Nantucket Public Radio’s 89.5 FM WNCK signal had aired WGBH’s classical music programming for the better part of a decade. When talks broke off over increasing WGBH’s payments to the station’s operator, the parties decided to walk away amicably.
“We thought, so what do we do with the station now?” said Jeff Shapiro, owner of Nantucket Public Radio. “The station itself hadn’t really been promoted and was more of a big translator than anything. So we decided to go off on our own route.”
Shapiro, who owns commercial stations in New Hampshire and Vermont, decided to make his first foray into public broadcasting. His station dropped the WGBH feed in June and added NPR’s newsmagazines and American Public Media’s Classical 24 service.
Shapiro also started brainstorming about how to localize the content and plans to take advantage of the lack of a public radio station based on Nantucket. The area already has regional coverage from WGBH’s WCAI-FM in Woods Hole, Mass., on Cape Cod, which simulcasts on WZAI-FM in Brewster and WNAN-FM on Nantucket. A network of translators fed by Boston’s WBUR also serves the area.
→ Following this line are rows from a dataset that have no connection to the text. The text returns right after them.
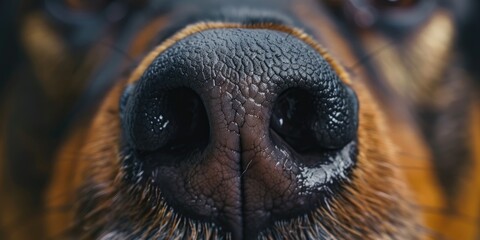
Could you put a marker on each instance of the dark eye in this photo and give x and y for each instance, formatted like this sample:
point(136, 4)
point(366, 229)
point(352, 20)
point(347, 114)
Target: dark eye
point(389, 15)
point(394, 4)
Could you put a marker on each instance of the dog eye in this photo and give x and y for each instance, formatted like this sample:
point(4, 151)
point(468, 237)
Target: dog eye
point(91, 12)
point(394, 4)
point(390, 15)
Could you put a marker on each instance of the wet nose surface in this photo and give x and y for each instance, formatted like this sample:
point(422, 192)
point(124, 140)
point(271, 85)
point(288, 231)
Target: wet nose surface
point(242, 128)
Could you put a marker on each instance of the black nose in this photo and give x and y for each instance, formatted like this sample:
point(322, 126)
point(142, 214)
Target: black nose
point(243, 128)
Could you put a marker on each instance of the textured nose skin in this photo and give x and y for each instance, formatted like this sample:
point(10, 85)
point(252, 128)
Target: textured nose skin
point(247, 176)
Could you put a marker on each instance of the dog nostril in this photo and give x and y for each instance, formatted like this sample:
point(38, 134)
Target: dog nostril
point(169, 122)
point(307, 124)
point(292, 119)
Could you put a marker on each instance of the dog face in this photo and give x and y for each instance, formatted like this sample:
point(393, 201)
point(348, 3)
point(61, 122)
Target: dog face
point(252, 120)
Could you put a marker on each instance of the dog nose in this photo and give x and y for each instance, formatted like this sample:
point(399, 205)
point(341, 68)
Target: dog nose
point(241, 128)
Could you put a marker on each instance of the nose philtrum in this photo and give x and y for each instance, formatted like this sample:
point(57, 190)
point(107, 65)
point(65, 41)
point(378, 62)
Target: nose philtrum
point(246, 177)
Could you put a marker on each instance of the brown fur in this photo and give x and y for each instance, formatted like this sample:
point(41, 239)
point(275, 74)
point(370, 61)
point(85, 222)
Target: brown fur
point(394, 192)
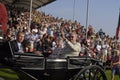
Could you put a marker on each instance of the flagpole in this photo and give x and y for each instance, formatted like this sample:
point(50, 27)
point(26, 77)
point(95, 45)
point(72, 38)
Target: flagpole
point(87, 17)
point(30, 16)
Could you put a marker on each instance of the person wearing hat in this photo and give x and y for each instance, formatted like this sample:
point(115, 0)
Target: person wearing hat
point(115, 64)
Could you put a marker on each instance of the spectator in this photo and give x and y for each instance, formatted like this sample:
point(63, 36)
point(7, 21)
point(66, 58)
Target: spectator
point(57, 50)
point(115, 63)
point(18, 45)
point(72, 47)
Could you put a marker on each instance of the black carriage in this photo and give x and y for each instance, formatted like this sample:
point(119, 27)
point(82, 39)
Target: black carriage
point(35, 67)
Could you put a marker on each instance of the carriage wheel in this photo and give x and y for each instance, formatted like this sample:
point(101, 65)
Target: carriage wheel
point(93, 72)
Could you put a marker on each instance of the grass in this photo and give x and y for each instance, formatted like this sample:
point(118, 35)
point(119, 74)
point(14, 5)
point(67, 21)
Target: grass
point(8, 74)
point(108, 74)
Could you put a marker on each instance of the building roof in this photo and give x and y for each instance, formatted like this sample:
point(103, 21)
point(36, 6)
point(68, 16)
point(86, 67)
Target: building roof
point(26, 3)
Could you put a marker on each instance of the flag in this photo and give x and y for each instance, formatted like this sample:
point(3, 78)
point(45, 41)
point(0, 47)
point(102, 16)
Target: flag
point(118, 27)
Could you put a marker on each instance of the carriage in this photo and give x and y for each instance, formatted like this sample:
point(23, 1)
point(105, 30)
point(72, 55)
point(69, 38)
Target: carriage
point(29, 66)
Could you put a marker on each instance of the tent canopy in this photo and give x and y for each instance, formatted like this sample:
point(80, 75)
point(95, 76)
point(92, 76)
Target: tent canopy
point(26, 3)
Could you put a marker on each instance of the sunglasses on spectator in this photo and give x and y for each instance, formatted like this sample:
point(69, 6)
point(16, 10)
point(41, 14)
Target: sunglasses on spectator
point(71, 36)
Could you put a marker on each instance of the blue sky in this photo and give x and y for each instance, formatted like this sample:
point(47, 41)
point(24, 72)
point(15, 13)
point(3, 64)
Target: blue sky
point(102, 13)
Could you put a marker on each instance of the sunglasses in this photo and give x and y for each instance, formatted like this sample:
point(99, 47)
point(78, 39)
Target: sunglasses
point(71, 36)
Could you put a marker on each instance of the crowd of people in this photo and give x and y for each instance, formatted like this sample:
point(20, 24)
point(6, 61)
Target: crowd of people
point(56, 37)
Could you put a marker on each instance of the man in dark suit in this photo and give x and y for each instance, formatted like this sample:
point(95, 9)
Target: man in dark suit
point(18, 45)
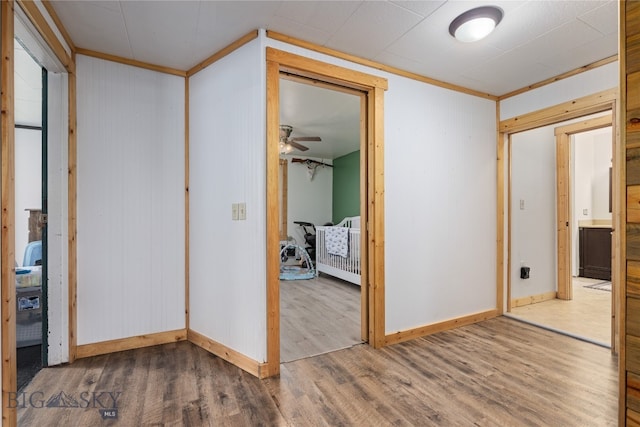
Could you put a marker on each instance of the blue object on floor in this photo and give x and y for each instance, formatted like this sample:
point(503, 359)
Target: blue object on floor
point(33, 254)
point(291, 272)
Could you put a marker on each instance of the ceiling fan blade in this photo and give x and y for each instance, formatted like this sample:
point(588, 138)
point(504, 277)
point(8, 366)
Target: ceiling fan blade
point(306, 138)
point(297, 146)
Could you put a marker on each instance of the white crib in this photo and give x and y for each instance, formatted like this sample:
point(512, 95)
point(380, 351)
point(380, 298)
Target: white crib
point(334, 265)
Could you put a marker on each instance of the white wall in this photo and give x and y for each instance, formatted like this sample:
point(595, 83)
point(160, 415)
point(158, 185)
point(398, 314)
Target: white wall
point(130, 195)
point(583, 84)
point(440, 200)
point(308, 200)
point(592, 153)
point(533, 229)
point(227, 155)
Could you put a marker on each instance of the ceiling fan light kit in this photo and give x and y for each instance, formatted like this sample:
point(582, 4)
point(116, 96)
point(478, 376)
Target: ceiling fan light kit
point(288, 145)
point(476, 24)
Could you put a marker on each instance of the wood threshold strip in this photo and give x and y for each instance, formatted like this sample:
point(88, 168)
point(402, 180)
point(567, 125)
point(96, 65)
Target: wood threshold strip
point(358, 60)
point(122, 344)
point(238, 359)
point(223, 52)
point(132, 62)
point(56, 19)
point(440, 327)
point(36, 18)
point(559, 77)
point(533, 299)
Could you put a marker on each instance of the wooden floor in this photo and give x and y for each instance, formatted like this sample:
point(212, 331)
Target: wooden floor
point(587, 315)
point(317, 316)
point(500, 372)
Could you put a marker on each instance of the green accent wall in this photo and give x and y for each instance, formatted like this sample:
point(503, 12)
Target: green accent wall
point(346, 186)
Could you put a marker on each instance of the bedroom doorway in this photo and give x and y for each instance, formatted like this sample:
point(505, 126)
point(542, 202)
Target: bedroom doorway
point(371, 200)
point(320, 186)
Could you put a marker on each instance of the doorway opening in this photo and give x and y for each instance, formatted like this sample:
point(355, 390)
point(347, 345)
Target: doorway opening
point(561, 222)
point(30, 214)
point(319, 189)
point(371, 201)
Shapiro decided to stick with classical because “we thought that that audience was stronger than anyone really knew” when his station was simulcasting WGBH, he said. “So, we want to give classical music, localized, a good try.” The station may add local classical shows to the Classical 24 feed.
The station plans a “hyperlocal” focus on Nantucket, featuring local government meetings and locally produced shows on subjects such as wine, sports, real estate, books and fishing.
“Nantucket is an epicenter of intellectual curiosity,” Shapiro said. “It’s a very interesting island, and shows like Car Talk all had to start somewhere. Why shouldn’t the next Car Talk be on Nantucket?”
Nantucket Public Radio will not seek CPB funding, and the station will be supported solely through underwriting, Shapiro said.
WNCK joins an increasingly crowded field of pubradio providers in the Cape and Islands region. In 2013, WBUR purchased former Triple A station WMVY-FM from Housatonic, Mass.–based Aritaur Communications Inc.